Infine, nemmeno la qualità superiore o inferiore dei prodotti, determinata in ragione del materiale utilizzato per la produzione, è in grado di elidere l’identità delle loro caratteristiche. Ciò, particolarmente, in ipotesi di commercializzazione via web, poiché il consumatore non ha la possibilità di toccare i prodotti al fine di cogliere l’eventuale differenza di qualità dei materiali impiegati, e, in ogni caso, quando il commercio avviene mediante punti vendita tradizionali ove il consumatore non abbia contemporaneamente a disposizione entrambi i prodotti.

L’eccezione di preclusione per tolleranza, di cui all’art. 28 c.p.i., presuppone la conoscenza effettiva in capo al titolare della registrazione anteriore dell’uso del marchio da parte di chi intenda giovarsene. La prova deve essere fornita da chi eccepisce la convalidazione, non risultando sufficiente, a tal fine, la pubblicità costituita dalla registrazione.

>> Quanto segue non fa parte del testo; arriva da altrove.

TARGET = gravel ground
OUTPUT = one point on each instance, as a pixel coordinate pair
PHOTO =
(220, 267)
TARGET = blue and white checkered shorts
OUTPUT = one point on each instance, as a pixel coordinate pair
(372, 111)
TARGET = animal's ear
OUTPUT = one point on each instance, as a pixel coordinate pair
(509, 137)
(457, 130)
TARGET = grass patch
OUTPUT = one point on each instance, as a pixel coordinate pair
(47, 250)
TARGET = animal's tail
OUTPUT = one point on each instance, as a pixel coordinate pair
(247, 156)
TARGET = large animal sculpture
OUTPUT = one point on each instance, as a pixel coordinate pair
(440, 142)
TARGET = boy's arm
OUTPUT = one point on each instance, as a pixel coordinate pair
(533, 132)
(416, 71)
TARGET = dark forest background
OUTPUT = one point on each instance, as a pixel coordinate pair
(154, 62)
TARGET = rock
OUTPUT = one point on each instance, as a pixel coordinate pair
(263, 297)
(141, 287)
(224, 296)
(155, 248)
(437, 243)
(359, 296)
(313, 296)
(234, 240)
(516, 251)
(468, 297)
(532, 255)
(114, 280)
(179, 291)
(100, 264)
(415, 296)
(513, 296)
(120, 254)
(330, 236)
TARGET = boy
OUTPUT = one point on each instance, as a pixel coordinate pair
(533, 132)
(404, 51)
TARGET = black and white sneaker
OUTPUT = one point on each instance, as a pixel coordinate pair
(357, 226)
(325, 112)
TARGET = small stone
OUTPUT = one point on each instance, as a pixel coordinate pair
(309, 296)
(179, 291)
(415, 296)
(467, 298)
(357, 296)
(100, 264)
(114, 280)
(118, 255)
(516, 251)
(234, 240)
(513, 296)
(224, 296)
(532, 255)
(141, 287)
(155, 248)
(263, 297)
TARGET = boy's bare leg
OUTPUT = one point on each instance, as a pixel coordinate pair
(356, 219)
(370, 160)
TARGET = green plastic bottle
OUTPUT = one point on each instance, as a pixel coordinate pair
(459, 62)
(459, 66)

(Conforme a Corte di Giustizia UE, 22 settembre 2011, caso Anheuser-Busch; Cass. n. 26498/2013; Trib. di Torino, 15.01.2010).

Ulteriormente, la prova non può considerarsi raggiunta mediante la mera allegazione dell’esistenza di una proposta di collaborazione risalente nel tempo tra i titolari.

La mancata specifica allegazione e prova di ogni danno all’immagine derivante dall’uso di un marchio confondibile esclude la necessità di pubblicazione del dispositivo del provvedimento che ne inibisce l’uso medesimo, integrando siffatta pubblicazione una fattispecie di risarcimento in forma specifica che presuppone un accertamento pur sommario della effettiva verificazione del relativo danno.

L’applicazione dei principi, ex art. 22 c.p.i., elaborati in ordine alla capacità distintiva ed alla novità dei marchi alla denominazione sociale deve essere contemperata con la specifica disciplina e la funzione svolta da quest’ultima. Deve, infatti, rammentarsi che la denominazione sociale può rimanere immutata anche nell’ipotesi di cambiamento dell’oggetto sociale, ciò in quanto ha la funzione di individuare la società come soggetto di diritto, prescindendo dall’attività in concreto svolta.

(Conforme a Trib. di Torino, 08.05.1996; Trib. di Bari, 21.12.2006).

Principi applicati in ipotesi di parziale accoglimento di reclamo avverso l’ordinanza di accoglimento del ricorso, ex artt. 700 c.p.c. e 129-131 c.p.i., che ha disposto nei confronti della reclamante: l’inibizione del commercio dei prodotti simili a quelli commercializzati dalla reclamata; il ritiro dal commercio di detti prodotti, con sequestro di quelli presenti presso la sede, le pertinenze e le dipendenze; l’utilizzo del marchio confondibile nella denominazione sociale; l’utilizzo di pagine Facebook contenti il marchio confondibile; il pagamento di una penale per la violazione e il ritardo dell’esecuzione del provvedimento; nonché la pubblicazione del dispositivo su un quotidiano nazionale e, per trenta giorni, sul sito web della medesima.

Nello specifico, l’ordinanza impugnata è stata revocata nei punti in cui inibiva alla reclamante l’utilizzo del marchio confondibile nella denominazione sociale e in cui ordinava la pubblicazione del dispositivo.